My step-dad finally gets up and walks out, "Where is it!?"

"My room," I point desperately.

"I'll handle this," he walks in closing the door behind him leaving my mom and me to wait outside.

So how did this bat get in our house in the first place? We have a few different ideas of that. Our neighborhood has many animals around and we had gotten a hole in our roof with the help of a woodpecker. The hole also ironically was right over my room. The bats probably got in our attic and when we covered the hole it didn't have anything to eat and would have to venture into the rest of our house. Why my room? I asked that so many times and we'll never know.

"What is he doing in there!?" My mom said as we hear a few crashes from my room, we look at each other.

While all I'm thinking is, 'My room!'

My step-dad curses at it a few times and (as he told me he) grabbed my tennis racket hanging on my closet door and played some 'batting' with it. Swipe one! MISS! Swipe two! And the bat goes flying! He grabbed a shoe box I had laying around and grasped the bat with a plastic bag before it could regain consciousness, and quickly shoving it in the box.

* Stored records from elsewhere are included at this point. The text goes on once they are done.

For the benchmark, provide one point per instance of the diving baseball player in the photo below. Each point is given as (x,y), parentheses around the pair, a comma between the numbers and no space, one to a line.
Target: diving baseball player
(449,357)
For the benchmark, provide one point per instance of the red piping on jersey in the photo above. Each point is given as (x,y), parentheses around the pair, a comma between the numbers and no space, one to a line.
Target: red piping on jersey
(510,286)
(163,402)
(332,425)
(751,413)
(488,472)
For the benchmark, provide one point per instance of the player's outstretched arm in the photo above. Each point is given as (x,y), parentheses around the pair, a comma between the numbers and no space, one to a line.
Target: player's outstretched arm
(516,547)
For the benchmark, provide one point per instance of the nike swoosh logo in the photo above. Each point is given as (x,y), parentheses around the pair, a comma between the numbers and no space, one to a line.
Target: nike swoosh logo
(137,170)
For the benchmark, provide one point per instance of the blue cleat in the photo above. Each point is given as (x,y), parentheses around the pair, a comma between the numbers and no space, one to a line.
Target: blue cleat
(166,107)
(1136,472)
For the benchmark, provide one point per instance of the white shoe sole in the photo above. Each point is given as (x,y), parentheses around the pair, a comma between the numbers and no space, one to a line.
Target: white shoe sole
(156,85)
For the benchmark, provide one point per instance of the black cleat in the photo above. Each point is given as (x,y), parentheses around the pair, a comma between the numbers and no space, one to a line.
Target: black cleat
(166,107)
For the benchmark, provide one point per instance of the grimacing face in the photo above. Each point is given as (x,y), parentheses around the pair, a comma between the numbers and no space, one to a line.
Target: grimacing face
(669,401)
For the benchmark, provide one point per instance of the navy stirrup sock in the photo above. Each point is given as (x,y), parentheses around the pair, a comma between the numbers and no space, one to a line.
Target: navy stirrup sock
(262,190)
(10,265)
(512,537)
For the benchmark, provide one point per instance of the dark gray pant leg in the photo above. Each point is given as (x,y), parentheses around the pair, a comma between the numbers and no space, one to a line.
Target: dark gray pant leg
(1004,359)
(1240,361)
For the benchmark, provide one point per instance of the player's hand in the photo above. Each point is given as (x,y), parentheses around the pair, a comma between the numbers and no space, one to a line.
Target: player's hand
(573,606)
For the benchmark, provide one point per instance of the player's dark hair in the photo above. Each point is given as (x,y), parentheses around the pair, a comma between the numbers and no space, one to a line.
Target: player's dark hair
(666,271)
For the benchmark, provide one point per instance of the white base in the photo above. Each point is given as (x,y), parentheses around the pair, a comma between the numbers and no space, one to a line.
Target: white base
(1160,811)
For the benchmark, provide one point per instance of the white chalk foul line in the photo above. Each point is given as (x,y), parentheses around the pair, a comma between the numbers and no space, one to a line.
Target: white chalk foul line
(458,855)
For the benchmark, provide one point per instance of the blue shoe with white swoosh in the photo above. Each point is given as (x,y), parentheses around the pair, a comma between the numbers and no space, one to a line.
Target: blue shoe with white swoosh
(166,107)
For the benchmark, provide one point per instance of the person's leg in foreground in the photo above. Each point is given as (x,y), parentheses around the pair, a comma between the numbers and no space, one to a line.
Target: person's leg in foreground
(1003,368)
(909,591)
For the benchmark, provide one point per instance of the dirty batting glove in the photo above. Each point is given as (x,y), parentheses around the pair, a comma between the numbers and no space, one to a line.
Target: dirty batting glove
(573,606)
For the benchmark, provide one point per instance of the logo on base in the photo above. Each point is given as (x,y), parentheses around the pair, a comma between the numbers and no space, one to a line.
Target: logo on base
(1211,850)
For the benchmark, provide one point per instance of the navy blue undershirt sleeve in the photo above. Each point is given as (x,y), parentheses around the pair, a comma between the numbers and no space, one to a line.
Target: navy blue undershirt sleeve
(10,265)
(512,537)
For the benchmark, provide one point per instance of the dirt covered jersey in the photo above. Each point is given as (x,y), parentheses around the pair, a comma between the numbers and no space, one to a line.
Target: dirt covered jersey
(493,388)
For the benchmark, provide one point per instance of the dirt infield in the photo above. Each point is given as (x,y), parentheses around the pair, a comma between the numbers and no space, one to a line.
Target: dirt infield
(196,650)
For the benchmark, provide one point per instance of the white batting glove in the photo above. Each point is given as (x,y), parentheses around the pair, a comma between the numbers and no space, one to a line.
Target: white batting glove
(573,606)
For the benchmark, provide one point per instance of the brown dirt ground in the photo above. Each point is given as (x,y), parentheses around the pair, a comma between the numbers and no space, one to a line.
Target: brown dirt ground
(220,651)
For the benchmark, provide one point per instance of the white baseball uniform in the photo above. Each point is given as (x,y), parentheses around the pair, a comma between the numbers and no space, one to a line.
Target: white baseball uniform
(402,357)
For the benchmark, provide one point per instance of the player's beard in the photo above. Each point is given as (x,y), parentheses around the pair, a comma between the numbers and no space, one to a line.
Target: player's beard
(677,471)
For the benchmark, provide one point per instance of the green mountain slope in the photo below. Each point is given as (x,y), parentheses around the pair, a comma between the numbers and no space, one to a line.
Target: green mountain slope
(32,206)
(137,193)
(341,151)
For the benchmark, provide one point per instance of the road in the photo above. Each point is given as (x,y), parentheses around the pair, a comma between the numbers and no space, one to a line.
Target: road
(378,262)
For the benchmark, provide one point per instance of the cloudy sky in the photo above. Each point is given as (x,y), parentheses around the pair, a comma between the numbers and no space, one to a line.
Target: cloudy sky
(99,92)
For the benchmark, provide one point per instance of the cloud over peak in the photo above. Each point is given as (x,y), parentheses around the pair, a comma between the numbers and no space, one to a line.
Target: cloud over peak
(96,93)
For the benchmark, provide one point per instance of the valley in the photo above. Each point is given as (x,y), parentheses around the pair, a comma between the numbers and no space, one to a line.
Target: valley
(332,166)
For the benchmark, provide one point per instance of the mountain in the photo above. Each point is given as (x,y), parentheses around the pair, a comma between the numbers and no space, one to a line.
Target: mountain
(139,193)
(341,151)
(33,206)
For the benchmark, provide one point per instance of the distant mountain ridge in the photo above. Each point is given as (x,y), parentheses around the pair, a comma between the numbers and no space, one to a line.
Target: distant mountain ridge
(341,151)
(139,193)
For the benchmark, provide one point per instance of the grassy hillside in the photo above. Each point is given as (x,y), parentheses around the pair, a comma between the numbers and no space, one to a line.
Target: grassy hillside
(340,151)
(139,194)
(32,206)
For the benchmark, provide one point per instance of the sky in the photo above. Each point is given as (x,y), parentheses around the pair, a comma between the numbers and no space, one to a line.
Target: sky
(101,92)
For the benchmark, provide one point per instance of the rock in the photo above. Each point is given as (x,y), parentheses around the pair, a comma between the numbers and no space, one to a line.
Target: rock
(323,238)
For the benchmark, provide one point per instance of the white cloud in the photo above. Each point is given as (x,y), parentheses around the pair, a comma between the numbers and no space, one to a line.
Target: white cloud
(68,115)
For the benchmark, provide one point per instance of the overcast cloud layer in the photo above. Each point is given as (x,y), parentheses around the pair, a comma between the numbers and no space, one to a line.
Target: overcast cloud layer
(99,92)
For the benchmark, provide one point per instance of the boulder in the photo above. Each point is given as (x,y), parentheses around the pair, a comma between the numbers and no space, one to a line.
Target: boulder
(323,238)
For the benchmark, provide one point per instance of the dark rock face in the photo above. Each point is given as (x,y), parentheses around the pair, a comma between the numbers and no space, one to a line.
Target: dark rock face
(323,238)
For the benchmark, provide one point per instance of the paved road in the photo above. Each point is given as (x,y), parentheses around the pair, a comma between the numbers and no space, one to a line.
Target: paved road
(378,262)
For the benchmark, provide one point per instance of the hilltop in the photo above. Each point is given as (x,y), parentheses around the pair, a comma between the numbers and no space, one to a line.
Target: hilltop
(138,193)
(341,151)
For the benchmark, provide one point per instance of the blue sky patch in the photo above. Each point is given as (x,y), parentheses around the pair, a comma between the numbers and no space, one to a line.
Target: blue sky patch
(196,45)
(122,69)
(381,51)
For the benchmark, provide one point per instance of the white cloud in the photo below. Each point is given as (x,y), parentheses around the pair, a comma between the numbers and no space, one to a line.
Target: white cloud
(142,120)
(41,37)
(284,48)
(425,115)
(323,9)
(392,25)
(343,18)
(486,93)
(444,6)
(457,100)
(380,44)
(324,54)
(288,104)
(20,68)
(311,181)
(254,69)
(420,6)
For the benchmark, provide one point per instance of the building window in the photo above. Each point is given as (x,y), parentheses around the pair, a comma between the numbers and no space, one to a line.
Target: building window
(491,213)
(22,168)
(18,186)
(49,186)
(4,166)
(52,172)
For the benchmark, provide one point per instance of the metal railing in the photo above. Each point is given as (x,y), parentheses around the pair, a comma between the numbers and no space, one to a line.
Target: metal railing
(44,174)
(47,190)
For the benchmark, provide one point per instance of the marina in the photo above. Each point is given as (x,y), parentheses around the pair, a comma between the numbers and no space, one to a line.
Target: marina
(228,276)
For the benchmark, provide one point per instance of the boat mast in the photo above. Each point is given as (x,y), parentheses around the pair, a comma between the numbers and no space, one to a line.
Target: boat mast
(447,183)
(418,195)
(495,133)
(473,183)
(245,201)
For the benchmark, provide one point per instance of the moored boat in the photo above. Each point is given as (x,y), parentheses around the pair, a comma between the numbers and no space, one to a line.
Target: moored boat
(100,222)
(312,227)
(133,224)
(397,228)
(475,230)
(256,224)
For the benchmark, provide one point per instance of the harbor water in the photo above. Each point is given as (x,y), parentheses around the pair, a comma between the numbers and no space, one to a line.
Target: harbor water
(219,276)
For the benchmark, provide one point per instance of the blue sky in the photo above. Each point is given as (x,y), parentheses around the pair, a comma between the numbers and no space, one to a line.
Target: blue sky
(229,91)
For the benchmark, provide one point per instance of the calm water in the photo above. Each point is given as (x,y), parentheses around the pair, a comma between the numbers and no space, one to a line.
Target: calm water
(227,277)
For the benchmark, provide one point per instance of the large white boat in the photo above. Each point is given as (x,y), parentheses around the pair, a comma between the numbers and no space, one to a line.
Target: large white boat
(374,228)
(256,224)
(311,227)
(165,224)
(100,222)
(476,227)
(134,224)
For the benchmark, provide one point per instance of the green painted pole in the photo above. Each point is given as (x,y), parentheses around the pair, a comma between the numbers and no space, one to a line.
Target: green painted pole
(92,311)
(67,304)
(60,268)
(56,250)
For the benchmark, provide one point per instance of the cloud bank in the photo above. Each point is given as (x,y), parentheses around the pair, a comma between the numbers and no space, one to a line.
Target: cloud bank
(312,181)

I'd like to say we let the bat free, outside. Sadly, that's not what happened. My step-dad came stomping out of my room showing the box with a little laugh of victory and stomped downstairs throwing it in the trash. In the trash to die. With all the problems it caused me and how tired I was, I didn't care. It was sweet victory, and sweet revenge! And above all, sweet sleep. I went to my room and about a half an hour later my adrenaline slowed and I slept to drag myself out of bed the next morning for class. It was a weekend of bad sleep with the bats, and thankfully, over. Something I'll never forget.